Wow, starting off with misleading numbers. How many women (or insert any minority) were there in the top 100 athletes 10 years ago, or 20, 30, 50, 100 years ago? When it comes to female/minority representation in statistics, predicting the future based solely on the way things have always been rarely works. The times they are a changing. There are now 2 American women that have passed up college scholarships to play professional soccer. Five years ago there were none. While we should definitely educate young women about the challenges involved and that the deck is stacked against them, that does not mean there will never be opportunities for them. You are correct that for most female athletes, for now, college is the best path forward. But as Ms. Horan and Pugh have shown, there may be other options.
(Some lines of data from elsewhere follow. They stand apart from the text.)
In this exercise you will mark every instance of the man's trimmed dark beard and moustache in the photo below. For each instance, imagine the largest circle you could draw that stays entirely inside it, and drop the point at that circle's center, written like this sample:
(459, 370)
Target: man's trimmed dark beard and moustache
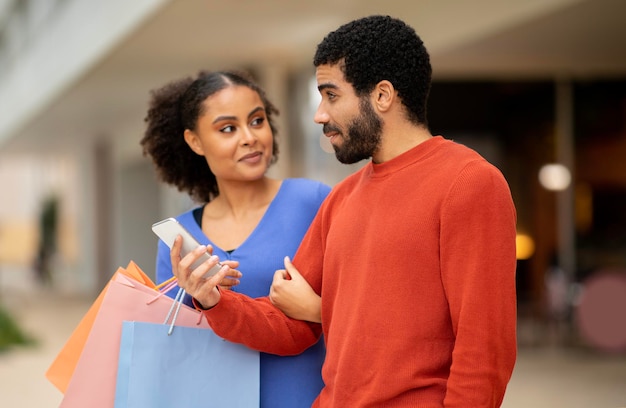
(363, 135)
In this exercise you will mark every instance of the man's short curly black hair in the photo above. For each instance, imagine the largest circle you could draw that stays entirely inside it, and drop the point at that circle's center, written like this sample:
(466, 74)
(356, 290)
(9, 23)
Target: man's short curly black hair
(377, 48)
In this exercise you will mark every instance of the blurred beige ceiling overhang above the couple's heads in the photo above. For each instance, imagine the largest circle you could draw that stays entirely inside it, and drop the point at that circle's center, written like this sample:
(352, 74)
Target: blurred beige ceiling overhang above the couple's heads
(481, 39)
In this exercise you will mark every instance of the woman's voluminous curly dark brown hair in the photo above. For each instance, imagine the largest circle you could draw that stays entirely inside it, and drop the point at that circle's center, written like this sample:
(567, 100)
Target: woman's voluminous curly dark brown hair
(178, 106)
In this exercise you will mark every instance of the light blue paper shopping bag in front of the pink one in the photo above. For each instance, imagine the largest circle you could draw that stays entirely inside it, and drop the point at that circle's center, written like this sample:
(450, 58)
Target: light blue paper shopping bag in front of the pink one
(192, 367)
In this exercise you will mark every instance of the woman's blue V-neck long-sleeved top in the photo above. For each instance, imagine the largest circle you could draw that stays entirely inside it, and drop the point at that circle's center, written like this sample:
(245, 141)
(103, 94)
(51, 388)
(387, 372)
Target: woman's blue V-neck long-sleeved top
(286, 382)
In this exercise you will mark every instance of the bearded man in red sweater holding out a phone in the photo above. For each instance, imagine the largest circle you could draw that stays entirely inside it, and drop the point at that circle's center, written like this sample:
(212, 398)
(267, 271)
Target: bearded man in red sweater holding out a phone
(413, 255)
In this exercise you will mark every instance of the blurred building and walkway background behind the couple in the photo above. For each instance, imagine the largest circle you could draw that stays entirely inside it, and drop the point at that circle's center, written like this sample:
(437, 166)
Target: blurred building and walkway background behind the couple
(538, 87)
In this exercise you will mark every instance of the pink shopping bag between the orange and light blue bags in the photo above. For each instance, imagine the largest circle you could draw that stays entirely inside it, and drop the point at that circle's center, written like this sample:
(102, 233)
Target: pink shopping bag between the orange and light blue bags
(93, 382)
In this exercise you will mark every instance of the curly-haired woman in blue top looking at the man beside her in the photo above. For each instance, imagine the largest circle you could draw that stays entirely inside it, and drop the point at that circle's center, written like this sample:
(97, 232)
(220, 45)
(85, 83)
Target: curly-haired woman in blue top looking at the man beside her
(213, 137)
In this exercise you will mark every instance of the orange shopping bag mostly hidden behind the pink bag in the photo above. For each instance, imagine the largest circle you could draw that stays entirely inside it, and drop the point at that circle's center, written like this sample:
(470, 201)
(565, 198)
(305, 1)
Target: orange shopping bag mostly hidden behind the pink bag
(62, 368)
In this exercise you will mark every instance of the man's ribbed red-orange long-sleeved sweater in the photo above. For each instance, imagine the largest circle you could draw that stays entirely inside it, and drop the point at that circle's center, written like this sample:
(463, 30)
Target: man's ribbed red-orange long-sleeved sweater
(415, 261)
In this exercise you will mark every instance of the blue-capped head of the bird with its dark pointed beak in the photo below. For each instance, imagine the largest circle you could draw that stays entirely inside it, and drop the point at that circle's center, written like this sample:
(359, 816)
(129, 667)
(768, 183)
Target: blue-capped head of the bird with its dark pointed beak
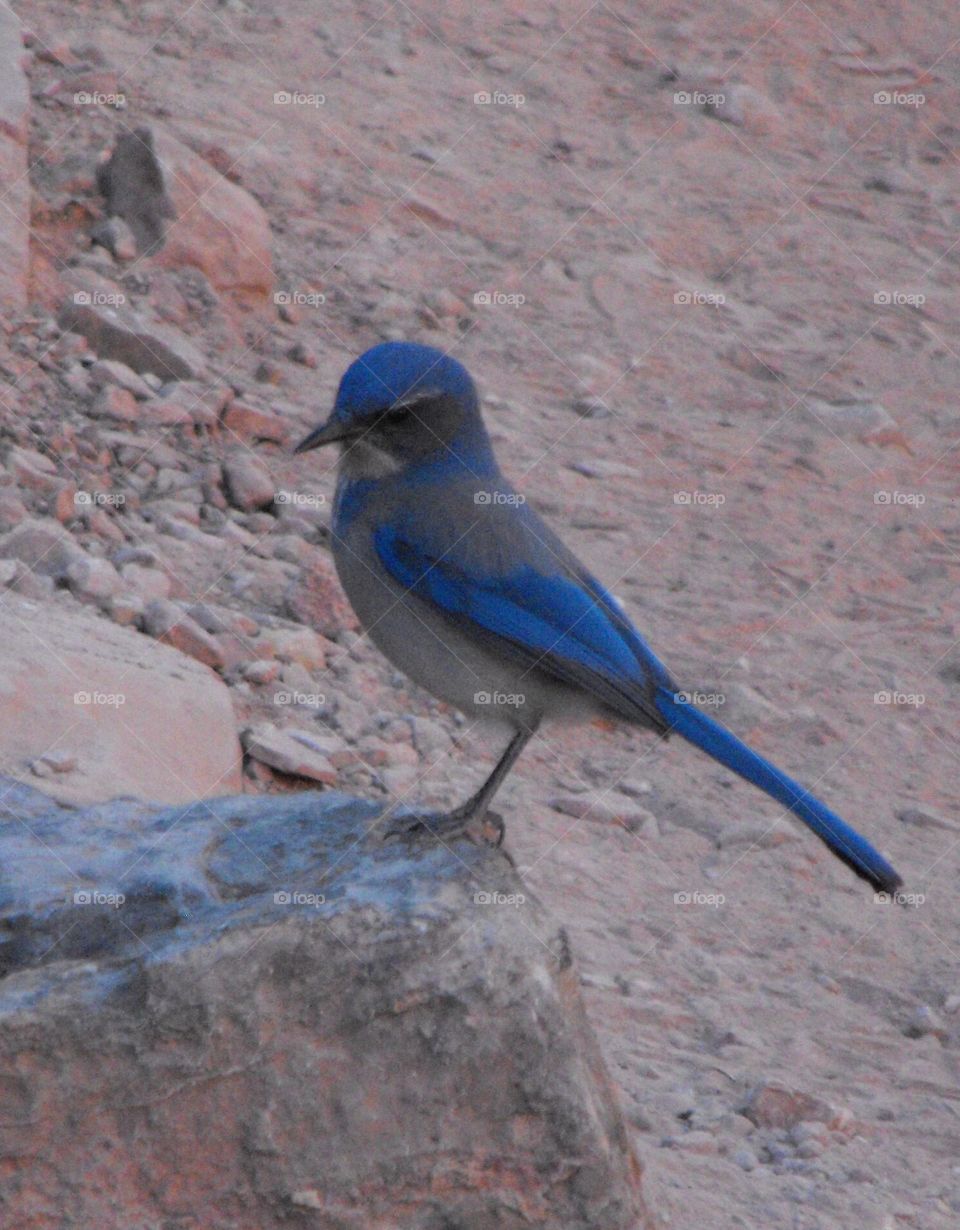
(402, 404)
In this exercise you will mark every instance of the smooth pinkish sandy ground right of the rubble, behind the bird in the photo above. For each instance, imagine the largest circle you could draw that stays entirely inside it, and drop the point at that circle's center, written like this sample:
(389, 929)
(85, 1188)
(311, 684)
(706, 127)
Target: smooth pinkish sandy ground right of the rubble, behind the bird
(719, 351)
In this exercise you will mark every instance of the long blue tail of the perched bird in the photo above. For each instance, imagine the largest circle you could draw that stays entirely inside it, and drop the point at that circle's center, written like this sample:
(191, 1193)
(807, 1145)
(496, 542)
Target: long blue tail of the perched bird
(723, 746)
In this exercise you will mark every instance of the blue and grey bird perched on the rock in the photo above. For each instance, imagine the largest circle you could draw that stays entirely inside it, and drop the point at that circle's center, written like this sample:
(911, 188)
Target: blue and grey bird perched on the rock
(467, 591)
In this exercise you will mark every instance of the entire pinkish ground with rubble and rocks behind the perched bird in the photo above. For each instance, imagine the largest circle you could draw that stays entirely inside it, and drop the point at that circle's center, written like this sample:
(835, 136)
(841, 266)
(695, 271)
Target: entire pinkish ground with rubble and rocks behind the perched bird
(703, 263)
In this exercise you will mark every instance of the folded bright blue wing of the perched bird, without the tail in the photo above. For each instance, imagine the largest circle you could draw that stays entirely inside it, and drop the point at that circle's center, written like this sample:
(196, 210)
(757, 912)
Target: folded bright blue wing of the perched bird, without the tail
(561, 623)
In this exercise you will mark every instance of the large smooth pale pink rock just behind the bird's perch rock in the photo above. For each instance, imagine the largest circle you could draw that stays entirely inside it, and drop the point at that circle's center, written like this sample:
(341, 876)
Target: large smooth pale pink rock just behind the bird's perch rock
(141, 718)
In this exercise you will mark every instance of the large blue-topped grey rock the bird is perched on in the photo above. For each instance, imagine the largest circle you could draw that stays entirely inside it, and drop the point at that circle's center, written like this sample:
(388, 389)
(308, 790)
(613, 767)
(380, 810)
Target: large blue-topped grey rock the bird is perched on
(253, 1013)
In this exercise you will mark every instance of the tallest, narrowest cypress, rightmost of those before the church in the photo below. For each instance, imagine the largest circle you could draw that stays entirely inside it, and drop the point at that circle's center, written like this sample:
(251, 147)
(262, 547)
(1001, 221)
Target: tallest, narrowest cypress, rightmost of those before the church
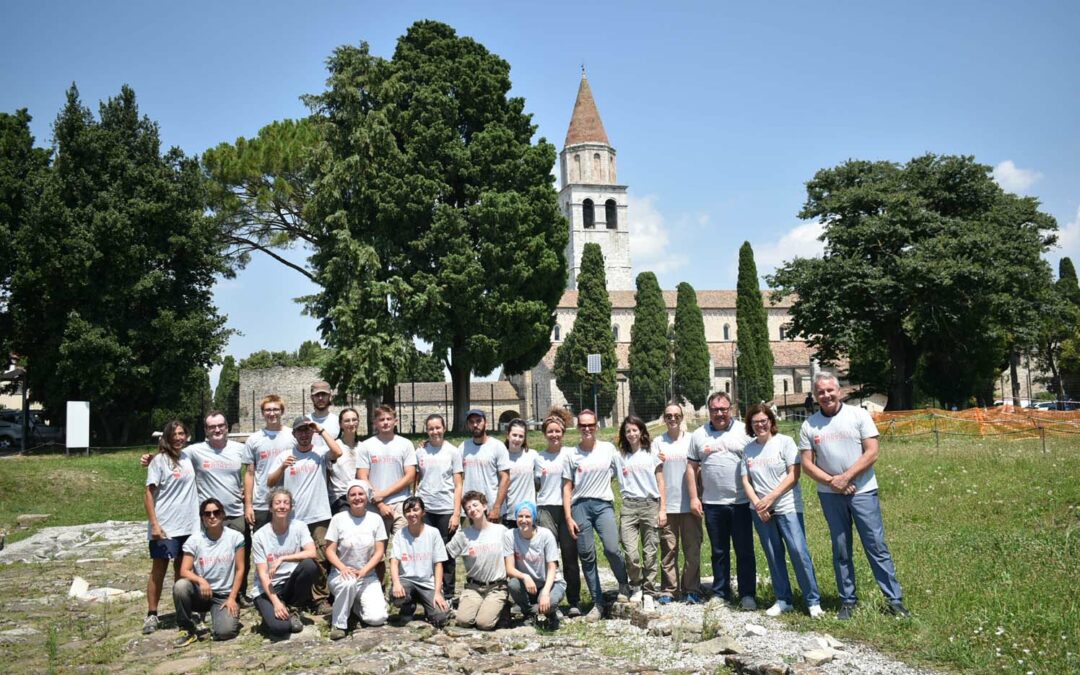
(755, 359)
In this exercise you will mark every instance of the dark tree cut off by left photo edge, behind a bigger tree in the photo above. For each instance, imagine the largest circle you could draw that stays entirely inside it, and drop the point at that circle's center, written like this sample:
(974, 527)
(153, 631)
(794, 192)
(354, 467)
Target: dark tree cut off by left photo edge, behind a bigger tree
(21, 170)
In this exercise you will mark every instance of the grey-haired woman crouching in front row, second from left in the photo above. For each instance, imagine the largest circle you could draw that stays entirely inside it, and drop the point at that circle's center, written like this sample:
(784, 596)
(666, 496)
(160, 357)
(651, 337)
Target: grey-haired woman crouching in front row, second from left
(286, 569)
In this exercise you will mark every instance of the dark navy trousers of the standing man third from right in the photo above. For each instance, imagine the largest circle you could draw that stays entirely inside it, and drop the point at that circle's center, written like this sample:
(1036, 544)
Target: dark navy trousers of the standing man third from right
(730, 525)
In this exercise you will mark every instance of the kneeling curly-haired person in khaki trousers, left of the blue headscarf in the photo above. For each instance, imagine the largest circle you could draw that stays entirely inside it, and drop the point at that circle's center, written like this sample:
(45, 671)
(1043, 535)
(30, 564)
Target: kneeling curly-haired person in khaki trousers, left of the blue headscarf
(481, 545)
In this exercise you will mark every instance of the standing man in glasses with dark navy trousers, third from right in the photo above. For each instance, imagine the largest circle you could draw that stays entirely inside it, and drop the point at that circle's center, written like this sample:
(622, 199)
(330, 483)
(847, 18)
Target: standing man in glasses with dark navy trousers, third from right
(717, 492)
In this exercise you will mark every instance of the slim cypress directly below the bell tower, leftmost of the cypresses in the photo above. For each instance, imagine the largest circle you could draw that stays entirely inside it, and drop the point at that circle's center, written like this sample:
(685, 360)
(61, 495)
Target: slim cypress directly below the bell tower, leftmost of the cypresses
(591, 334)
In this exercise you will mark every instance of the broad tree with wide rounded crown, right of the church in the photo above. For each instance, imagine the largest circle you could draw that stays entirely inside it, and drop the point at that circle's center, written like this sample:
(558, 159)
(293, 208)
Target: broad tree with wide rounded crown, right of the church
(925, 260)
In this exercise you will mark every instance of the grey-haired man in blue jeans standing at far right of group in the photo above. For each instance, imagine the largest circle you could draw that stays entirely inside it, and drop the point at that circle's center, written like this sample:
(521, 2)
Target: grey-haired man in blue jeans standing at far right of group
(840, 445)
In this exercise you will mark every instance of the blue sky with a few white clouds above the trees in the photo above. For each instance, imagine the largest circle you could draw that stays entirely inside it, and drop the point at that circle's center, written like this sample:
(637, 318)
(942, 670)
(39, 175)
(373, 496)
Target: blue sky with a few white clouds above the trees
(720, 112)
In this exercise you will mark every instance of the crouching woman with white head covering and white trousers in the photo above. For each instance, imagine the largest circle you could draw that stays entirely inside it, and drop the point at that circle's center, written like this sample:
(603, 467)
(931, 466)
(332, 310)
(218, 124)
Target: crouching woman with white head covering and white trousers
(356, 543)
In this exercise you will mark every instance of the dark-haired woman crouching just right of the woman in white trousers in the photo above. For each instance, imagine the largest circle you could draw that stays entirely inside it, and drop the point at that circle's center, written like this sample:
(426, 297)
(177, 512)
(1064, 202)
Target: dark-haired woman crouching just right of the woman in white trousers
(416, 568)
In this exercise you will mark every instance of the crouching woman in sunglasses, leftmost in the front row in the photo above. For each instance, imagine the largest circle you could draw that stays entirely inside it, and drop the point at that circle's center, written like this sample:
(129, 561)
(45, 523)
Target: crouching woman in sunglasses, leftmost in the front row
(211, 576)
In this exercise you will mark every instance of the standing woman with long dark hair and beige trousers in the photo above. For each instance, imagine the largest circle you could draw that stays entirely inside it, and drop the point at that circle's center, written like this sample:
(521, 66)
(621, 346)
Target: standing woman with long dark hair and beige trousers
(641, 479)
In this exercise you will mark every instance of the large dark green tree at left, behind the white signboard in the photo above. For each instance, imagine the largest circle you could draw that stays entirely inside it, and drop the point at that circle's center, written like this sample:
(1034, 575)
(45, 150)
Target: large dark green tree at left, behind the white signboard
(112, 292)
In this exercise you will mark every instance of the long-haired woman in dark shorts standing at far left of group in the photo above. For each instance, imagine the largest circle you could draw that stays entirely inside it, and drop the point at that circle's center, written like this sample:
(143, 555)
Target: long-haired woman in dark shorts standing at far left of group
(172, 509)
Repeating the blurb about 15 year old boys beating the WNT merely restates the fact that men and women are different. Regarding the whole ECNL/GDA/DPL/(insert acronym here) mess, the grown ups need to act like grown ups and compromise and the parents and players need to find the best team/coach/club that meets their individual geographical/budget/playing level needs in the meantime. The people in the next county are not firing artillery at us and life is good.
@outside!, help me understand how my numbers are misleading.
I'm not trying to be an advocate or apologist for the current situation, just provide a dose of reality. Based on your comment, it appears we are at least in 80% agreement. If you have followed my brilliant writings, editorials and prognostications on this forum you will appreciate that I'm a strong advocate of youth sports. Its fun. I love watching my boy play. That said, its a horrible investment strategy from a career stand point, but when the cost of college is $100k over 4 years at a Cal State, spending no more that 10k on the chance of knocking 30k to 60k off that total may be warranted if your kid is in the top 30% of a top 10% club. The math makes the bet acceptable.
My point is we (you, me and the Federation) can't be Pollyanna'ish about this, we have to realistically understand what "woman's team sports" represents as a profession now and in the near future (let's say 20 years). Our current crop of daughters need to be given a realistic assessment of the situation. We can't BS them, its not fair ... brutal honesty. There is nothing stopping us from reevaluating the landscape in the next generation, but since the dawn and time through 2018, there is no "woman's team sports" league that has successfully thrived. The reason for this is sports is entertainment. The people that watch team sports (i.e. those not playing), watch for the pure enjoyment. They want to watch the best examples of that entertainment. Man or woman doesn't matter when National Pride is on the line. This is why the Olympics work, regardless of gender. Why the World Cup works. Having National Pride is fun.
But when it comes to the best soccer athletes, the MLS doesn't get nearly as many views because the talent is lacking, the players suck. A single Premiere League game will get more TV views than 4 MLS games combined (http://worldsoccertalk.com/2017/08/30/two-premier-league-matches-break-one-million-viewers-us-tv/). If the MLS can't cut it in the USA, how on earth do we expect the NWSL to make inroads?
Let's stop B.S.'ing our daughters. The average salary of a Premier League soccer player is $3.7M dollars, the minimum salary of an MLS player is $60k (with the average being $316,777), the minimum salary of a NWSL player is $15k and its capped at 45k. The MLS and NWSL are hobbies (as @pulguita wrote) and these women only get paid because its being subsidized. I just can't see the American population starting to watch any woman's league in such numbers that would allow it to be financially viable. I'm sorry, but I simply disagree with the USSDA's path and think they are doing a tremendous disservice to our young women by focusing on the wrong thing. The USSDA should be doing everything in its power to help elevate play in order to push our girls towards college with the top 1% moving on to some sort of subsidized high level soccer program while the USSF chases the Woman's world cup prize.